Walter Boasso, R-Chalmette, and Public Service Commissioner Foster
Campbell,
D-Elm Grove, generated scant interest from the body politic, whose
attention
seemed fixed on when the big shoe would drop.
It came down not as a surprise but rapidly nonetheless, from first
leak to
televised announcement in a matter of hours, appropriately, on the
last day
of winter. The first reaction of many both in and out of politics
was
relief, for her and for us, not to have to go through an election
that is
consumed by the worst of our past.

With a good economy, her own hard work and a scandal-free
administration,
Blanco was uneventfully but deliberately on her way to re-election
when she
was undone by two man-made disasters: the levee failures and her own
Road
Home program (the latter was supposed to resurrect her fortunes but
finished
them off instead). The only purely natural disaster she faced,
Hurricane
Rita, she handled pretty well.

In looking ahead to the campaign that was not to be, she said she
had a
story to tell and looked forward to telling it. The people didn't.
They had
seen the same story, with images so vivid that she was not going to
supplant
them with 30-second commercials.

There will be time for a full assessment of her one term, which
still has
critical days ahead. But the state has a new governor to elect
first, as it
waits for the next shoe to drop.

For a statewide election campaign to be on hold until John Breaux
decides if
he wants to enter it has become a regular occurrence, almost a
ritual. The
last races for governor and U.S. senator did not start until he
passed on
them. This time, according to those he spoke with, he was only
waiting for
Blanco to get out the way.

Republicans, disappointed to not have Blanco to kick around a while
longer,
have been trying to give Breaux second and third thoughts about
making the
plunge. The state party's recent commercials pretty much call the
Democrats'
native son a political illegal alien and plundering carpetbagger,
who
deserted his state for a big-money lobbying gig and
multimillion-dollar
Maryland mansion.

Also, a so-called confidential memo being widely circulated matches
up
legislation filed by the former senator with the benefiting
businesses who
hired his son, John Jr., as a lobbyist. The not-so-confidential
message to
Breaux is: if you run, we're coming after you, your family, your
house and
your dog. It's all fair game, and unfair, too.
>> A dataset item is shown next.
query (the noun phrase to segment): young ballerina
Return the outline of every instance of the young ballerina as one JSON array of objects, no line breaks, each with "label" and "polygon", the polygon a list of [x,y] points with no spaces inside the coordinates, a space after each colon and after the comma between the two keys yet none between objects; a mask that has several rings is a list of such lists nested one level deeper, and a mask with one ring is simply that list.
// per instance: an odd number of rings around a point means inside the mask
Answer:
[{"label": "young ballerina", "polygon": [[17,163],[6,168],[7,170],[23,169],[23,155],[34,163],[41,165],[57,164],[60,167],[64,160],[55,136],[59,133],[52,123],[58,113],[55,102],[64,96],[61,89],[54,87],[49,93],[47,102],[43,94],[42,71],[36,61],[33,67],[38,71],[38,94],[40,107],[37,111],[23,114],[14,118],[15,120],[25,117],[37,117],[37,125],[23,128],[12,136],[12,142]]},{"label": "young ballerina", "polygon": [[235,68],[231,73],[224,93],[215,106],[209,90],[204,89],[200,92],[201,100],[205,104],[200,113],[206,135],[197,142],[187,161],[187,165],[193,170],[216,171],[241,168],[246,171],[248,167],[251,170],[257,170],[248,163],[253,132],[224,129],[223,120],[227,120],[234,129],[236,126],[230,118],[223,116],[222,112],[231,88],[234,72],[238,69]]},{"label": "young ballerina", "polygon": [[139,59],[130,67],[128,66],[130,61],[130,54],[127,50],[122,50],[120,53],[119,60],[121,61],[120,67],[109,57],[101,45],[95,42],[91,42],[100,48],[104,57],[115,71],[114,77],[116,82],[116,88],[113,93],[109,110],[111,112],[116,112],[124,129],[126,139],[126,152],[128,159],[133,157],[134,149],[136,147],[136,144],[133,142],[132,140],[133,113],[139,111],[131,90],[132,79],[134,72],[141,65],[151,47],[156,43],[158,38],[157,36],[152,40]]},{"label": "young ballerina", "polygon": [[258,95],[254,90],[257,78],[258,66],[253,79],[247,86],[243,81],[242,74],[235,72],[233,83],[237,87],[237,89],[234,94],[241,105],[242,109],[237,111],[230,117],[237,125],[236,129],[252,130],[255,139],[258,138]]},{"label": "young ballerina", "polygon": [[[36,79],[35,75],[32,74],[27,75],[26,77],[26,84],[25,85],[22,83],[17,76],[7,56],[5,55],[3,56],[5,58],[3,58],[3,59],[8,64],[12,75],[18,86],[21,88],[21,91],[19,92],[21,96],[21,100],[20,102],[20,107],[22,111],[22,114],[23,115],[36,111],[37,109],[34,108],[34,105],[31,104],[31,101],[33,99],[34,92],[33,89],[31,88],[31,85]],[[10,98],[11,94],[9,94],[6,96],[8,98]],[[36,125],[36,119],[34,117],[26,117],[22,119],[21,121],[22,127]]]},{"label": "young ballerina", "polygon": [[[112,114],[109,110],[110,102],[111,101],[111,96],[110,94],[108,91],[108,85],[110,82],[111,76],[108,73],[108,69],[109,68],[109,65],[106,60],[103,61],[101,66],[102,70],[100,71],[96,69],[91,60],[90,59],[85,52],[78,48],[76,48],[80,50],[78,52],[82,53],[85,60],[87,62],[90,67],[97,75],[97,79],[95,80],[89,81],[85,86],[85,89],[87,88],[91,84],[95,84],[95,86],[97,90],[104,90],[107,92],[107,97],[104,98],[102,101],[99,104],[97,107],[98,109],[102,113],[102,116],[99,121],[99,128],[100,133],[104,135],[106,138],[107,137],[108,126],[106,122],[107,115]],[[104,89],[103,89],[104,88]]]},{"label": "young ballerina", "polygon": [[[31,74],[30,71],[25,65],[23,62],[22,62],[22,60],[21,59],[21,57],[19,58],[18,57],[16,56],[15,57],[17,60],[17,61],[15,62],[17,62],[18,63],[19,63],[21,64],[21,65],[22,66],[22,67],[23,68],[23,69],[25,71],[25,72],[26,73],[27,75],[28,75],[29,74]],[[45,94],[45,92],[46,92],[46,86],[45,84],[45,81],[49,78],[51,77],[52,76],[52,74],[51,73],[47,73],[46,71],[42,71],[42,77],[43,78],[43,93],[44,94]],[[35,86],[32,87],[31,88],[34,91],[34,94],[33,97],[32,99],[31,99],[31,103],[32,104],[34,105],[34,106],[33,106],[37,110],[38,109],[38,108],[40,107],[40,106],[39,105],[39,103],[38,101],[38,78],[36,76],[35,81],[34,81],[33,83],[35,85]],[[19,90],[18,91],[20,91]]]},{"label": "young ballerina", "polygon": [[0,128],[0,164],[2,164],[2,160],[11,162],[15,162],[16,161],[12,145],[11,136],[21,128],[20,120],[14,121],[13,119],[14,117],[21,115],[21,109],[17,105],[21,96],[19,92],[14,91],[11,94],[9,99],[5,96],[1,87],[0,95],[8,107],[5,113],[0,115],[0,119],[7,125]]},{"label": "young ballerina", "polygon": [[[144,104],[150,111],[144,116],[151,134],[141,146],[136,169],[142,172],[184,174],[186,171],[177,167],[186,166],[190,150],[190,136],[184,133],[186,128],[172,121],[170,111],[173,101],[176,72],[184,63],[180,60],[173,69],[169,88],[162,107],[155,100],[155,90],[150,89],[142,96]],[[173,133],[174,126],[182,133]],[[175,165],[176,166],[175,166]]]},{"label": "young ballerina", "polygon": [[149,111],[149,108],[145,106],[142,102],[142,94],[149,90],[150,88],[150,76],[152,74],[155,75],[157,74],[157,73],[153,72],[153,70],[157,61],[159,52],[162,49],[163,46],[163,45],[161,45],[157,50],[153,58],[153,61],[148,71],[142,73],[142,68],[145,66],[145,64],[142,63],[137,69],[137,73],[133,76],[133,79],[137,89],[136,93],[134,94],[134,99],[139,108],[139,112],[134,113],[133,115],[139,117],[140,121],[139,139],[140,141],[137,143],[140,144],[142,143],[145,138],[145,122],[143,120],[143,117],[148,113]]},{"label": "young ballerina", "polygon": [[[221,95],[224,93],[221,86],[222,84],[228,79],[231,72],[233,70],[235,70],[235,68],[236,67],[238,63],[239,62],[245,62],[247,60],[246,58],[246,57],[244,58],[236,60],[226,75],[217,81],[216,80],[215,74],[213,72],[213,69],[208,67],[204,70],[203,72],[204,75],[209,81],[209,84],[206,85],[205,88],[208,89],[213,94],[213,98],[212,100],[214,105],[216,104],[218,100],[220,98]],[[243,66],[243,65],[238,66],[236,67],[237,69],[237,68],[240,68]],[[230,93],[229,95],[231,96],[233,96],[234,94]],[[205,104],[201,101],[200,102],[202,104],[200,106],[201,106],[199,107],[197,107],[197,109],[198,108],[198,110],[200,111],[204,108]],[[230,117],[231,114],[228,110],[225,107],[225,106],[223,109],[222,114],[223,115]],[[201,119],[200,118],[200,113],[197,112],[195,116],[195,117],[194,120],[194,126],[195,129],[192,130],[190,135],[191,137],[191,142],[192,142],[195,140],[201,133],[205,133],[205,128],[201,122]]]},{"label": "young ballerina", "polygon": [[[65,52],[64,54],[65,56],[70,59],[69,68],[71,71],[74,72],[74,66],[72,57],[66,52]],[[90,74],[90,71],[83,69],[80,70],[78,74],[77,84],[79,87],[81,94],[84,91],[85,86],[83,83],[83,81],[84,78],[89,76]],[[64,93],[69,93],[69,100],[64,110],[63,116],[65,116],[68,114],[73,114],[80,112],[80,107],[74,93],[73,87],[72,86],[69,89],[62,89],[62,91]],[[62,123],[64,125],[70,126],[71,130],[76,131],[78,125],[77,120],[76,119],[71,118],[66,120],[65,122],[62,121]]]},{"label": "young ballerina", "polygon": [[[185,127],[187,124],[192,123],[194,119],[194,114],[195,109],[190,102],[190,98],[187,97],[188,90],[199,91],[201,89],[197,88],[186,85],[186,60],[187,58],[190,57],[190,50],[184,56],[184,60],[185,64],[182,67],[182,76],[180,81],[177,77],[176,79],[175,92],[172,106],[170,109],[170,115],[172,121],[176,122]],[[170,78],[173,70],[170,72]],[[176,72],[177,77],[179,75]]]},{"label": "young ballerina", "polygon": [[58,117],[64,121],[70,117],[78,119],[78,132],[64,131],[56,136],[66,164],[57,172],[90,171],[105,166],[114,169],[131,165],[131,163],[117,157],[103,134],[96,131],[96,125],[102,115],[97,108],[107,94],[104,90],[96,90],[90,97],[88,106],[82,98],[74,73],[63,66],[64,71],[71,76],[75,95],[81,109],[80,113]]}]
If he runs, he will have to address the citizenship issue squarely,
starting
by re-registering to vote in Louisiana. The lack of a clear
definition of
"citizen," which the constitution requires a gubernatorial candidate
to be
for the five preceding years, as well as state courts' liberal
interpretation of candidate qualifications, favor him legally.

Politically is another matter. He will be hammered on that issue and
a
closet full of opposition research on his 40 years of public
service,
starting with his first boss, Edwin Edwards. Having not faced the
voters in
almost a decade, the first polls are bound to show him trailing
Jindal
badly.

But issues that seem so big initially have a way of working
themselves out
over the course of a long campaign and not being decisive in the
end. If a
governor's race between Breaux and Jindal is meant to be, it will be
the
watershed election of our times, and will go down to the wire in
October,
regardless of what crops up in the first weeks of spring.